This was one of a dozen times my margin note read “Physician, heal thyself.” But there can be no healing when there’s no ability to recognize one’s plight in others, and Sullivan remains resolutely uninterested in any losses but his own. In his mea culpa on the Iraq War, the final note isn’t “the lives lost, the families destroyed, the bodies tortured, the civilization trashed.” That was “bad enough,” sure, “but what was done to America—and the meaning of America—was unforgivable. And for that I will not and should not forgive myself.” That’s right, folks: as many as a million people were killed in a pointless war that Andrew Sullivan hawked like a fishwife for no other reason than his need to punish as many Muslims as possible for 9/11, but what’s important to remember is that he feels really bad about it.
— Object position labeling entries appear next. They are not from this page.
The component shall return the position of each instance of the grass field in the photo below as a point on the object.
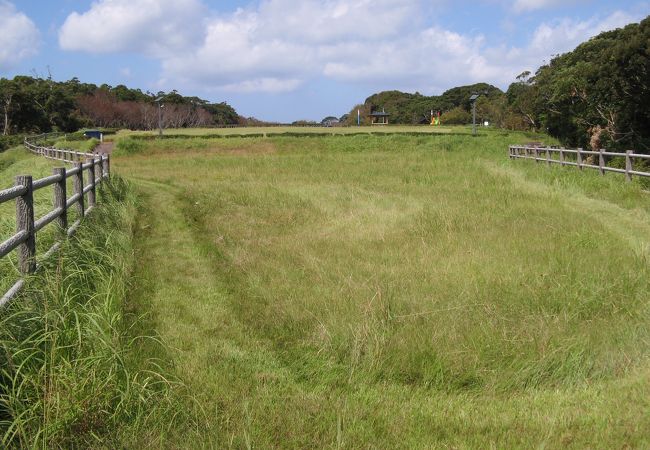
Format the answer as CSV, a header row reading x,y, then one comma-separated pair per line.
x,y
302,130
394,292
370,292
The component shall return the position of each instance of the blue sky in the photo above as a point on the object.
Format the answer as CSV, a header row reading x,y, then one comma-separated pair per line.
x,y
290,59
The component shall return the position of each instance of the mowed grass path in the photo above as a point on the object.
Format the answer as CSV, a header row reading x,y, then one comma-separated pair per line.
x,y
395,292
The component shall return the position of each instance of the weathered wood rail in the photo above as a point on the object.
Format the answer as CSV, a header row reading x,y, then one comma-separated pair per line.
x,y
86,166
577,157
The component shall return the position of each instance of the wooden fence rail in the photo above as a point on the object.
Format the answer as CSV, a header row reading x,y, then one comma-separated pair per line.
x,y
96,168
533,152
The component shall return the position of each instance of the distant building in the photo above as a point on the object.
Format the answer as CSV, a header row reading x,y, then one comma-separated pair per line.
x,y
379,117
330,121
94,134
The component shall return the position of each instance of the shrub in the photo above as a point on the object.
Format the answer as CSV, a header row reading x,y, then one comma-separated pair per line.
x,y
456,116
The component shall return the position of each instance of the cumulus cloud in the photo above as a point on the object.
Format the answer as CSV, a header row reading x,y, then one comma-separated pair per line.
x,y
255,50
154,27
19,37
278,45
531,5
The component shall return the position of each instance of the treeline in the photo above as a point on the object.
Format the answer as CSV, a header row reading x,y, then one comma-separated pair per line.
x,y
597,96
34,105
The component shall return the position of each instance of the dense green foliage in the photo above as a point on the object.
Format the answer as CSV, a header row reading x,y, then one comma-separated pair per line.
x,y
29,104
599,94
596,96
416,108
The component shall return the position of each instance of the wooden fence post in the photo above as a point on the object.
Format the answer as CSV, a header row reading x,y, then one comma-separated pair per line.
x,y
78,185
107,166
61,198
99,171
91,181
601,162
579,158
25,222
628,165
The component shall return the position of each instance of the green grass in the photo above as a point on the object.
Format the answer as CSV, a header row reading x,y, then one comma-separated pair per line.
x,y
395,292
83,145
75,363
198,132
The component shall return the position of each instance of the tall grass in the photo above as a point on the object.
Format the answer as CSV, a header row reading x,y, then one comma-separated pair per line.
x,y
69,377
397,291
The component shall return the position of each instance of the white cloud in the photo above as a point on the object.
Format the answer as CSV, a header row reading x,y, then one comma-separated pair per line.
x,y
531,5
19,37
153,27
278,45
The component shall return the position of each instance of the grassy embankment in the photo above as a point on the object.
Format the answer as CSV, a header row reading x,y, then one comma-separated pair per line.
x,y
395,292
72,371
199,132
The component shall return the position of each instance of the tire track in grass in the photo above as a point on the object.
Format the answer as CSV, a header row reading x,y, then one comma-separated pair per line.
x,y
221,361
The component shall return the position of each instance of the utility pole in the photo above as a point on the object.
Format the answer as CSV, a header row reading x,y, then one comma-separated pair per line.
x,y
160,105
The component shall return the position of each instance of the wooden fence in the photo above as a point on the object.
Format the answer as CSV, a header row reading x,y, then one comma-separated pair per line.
x,y
578,157
96,169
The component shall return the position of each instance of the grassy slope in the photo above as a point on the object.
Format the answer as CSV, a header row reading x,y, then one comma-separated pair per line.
x,y
396,292
72,370
301,130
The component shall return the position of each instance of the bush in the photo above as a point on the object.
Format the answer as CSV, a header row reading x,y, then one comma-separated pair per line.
x,y
456,116
129,146
10,141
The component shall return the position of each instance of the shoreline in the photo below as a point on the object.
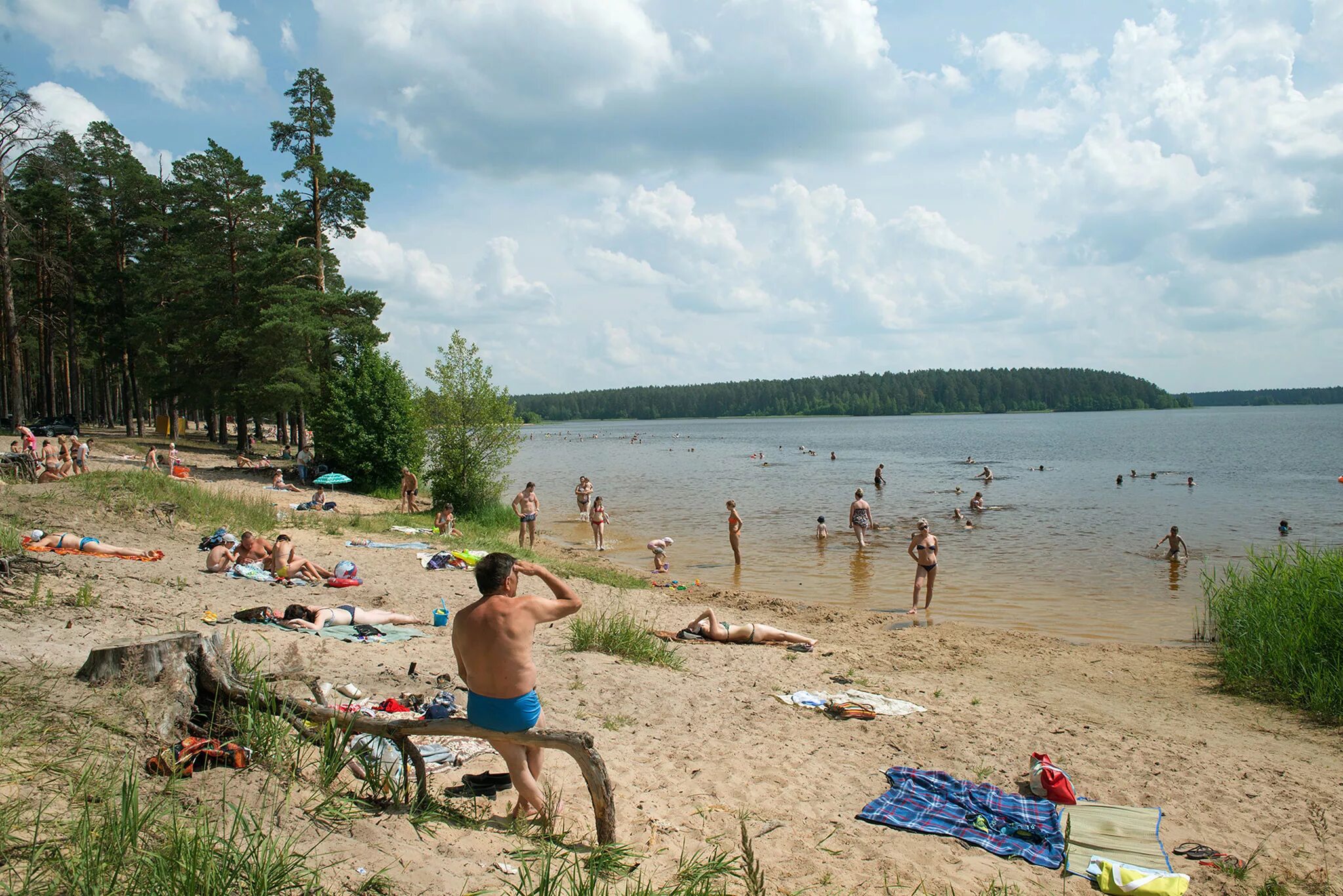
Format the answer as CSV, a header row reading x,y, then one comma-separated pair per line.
x,y
692,751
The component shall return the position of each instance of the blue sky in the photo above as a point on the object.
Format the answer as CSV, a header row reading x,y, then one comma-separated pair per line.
x,y
609,193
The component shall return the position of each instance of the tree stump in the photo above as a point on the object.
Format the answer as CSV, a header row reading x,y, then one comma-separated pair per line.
x,y
144,660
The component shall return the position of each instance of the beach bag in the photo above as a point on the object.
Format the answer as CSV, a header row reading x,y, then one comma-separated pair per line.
x,y
1119,879
1049,781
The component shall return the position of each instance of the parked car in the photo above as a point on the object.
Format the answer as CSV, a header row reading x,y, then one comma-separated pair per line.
x,y
64,425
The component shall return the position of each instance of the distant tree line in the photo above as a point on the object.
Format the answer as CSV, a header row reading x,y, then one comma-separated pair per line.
x,y
988,391
1327,395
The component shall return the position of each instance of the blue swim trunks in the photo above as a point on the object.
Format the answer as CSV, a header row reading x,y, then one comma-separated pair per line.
x,y
516,714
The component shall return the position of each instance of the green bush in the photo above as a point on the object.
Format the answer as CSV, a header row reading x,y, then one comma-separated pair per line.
x,y
622,636
473,429
1279,628
369,423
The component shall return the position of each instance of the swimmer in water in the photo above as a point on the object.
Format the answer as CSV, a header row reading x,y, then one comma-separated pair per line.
x,y
923,550
735,532
1176,545
860,518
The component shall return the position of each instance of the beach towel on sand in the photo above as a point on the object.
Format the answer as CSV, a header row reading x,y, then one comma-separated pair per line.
x,y
155,555
1122,833
934,802
416,546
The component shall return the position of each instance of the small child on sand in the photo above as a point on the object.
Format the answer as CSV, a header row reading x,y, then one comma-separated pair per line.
x,y
660,554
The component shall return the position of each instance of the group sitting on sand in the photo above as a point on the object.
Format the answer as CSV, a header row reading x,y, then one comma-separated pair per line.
x,y
278,558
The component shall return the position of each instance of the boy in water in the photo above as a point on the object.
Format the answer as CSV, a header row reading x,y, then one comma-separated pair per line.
x,y
1176,545
660,554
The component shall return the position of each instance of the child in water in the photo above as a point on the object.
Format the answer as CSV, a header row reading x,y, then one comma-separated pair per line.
x,y
660,554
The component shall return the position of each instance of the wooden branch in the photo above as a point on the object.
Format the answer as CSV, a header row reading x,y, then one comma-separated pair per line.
x,y
575,743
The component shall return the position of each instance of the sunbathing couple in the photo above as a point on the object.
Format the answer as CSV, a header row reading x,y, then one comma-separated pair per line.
x,y
277,558
85,545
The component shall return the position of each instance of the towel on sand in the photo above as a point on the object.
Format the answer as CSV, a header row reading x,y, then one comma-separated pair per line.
x,y
1129,834
416,546
934,802
881,704
155,555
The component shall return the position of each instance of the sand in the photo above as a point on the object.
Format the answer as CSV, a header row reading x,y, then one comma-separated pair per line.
x,y
691,751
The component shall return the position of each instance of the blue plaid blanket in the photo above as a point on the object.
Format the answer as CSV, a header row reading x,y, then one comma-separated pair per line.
x,y
934,802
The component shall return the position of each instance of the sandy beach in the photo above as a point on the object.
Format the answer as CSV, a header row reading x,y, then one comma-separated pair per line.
x,y
693,751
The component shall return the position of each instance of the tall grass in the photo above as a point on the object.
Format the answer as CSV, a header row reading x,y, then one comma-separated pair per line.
x,y
621,634
1277,627
125,492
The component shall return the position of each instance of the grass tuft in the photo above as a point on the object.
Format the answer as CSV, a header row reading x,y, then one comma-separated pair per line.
x,y
621,634
1277,628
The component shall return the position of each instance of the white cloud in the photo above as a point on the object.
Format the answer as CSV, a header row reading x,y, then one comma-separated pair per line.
x,y
287,38
73,112
1013,57
624,85
167,45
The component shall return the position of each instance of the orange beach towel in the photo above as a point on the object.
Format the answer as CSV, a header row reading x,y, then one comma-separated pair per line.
x,y
27,546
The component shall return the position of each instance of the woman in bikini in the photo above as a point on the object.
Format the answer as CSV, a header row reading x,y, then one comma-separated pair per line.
x,y
923,550
298,615
287,564
861,519
85,545
735,532
708,627
583,494
599,518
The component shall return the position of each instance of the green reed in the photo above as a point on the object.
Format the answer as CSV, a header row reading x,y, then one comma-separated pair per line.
x,y
621,634
1277,627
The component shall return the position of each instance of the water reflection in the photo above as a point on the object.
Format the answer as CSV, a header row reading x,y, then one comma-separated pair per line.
x,y
860,573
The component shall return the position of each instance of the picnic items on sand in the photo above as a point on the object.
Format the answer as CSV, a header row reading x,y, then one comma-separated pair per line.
x,y
934,802
1049,781
1121,879
879,704
1127,834
197,754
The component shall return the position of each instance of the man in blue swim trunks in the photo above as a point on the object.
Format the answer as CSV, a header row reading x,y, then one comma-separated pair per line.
x,y
527,507
492,640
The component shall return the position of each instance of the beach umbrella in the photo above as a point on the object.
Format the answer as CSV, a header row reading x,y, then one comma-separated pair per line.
x,y
332,478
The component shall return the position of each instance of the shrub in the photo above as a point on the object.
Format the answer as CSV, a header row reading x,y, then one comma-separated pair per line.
x,y
473,429
622,636
1279,628
369,425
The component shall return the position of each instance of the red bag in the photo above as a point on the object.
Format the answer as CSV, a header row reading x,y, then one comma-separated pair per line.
x,y
1049,781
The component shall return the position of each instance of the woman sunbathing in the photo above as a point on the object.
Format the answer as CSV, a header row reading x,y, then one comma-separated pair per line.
x,y
298,615
85,545
287,564
707,627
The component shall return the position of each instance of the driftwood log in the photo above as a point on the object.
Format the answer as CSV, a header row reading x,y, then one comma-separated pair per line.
x,y
202,665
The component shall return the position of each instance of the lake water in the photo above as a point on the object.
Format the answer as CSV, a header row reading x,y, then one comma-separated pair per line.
x,y
1062,551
When I read this, I was reminded of Edmund Wilson’s reaction to Brideshead Revisited: “The last scenes are extravagantly absurd, with an absurdity that would be worthy of Waugh at his best if it were not—painful to say—meant quite seriously.”
But, the author of the review, a gay man, also constantly undercuts himself by sexualizing Sullivan, and the review keeps bring me up short.
The subsequent twenty-five years have proven Sullivan a dependable shill for reactionary causes célèbres, whether it’s defending racism and sexism in the name of “science” (“It may be no accident that testosterone-soaked ghettos foster both high levels of crime and high levels of illegitimacy”), opposing hate-crime laws on the grounds that calling someone a “gook” or “n*gg*r” “allows natural tensions to express themselves incrementally,” or undercutting radical LGBTQ activism by insisting that only a $35 marriage license provides “a sense of normality, of human potential, of self-worth—something that my generation never had and that previous generations would have found unimaginable.”
But that was still a few years off. At the time I was less interested in a bangers-and-mash Roy Cohn than in whether or not Maer and Andrew had fucked. I hope they did. No, really, I do. At least then there’d be something about Sullivan I could take pleasure in, if only vicariously.
If a book reviewer were a heterosexual man who kept bringing up his fantasies about the sex life of the female author of the book, would we be fine with that? Sullivan’s sexuality is an OK topic to discuss since Sullivan brings it up all the time, but please, don’t make it about your sexual interests, reviewer. Do discuss Sullivan’s hypocrisy on the subject. I do like that he quotes Sullivan’s own words at length, which is the best way to expose a fool.
I suspect that the way Sullivan continues to be published is by being such an obnoxious contrarian that his fellow obnoxious contrarians think they’re being clever by putting his ideas out there — not because they’re good, but because they are so wildly wrong. That’s why Maher continues to bring him on as a guest, because he’s not favoring ideas, he just wants noise.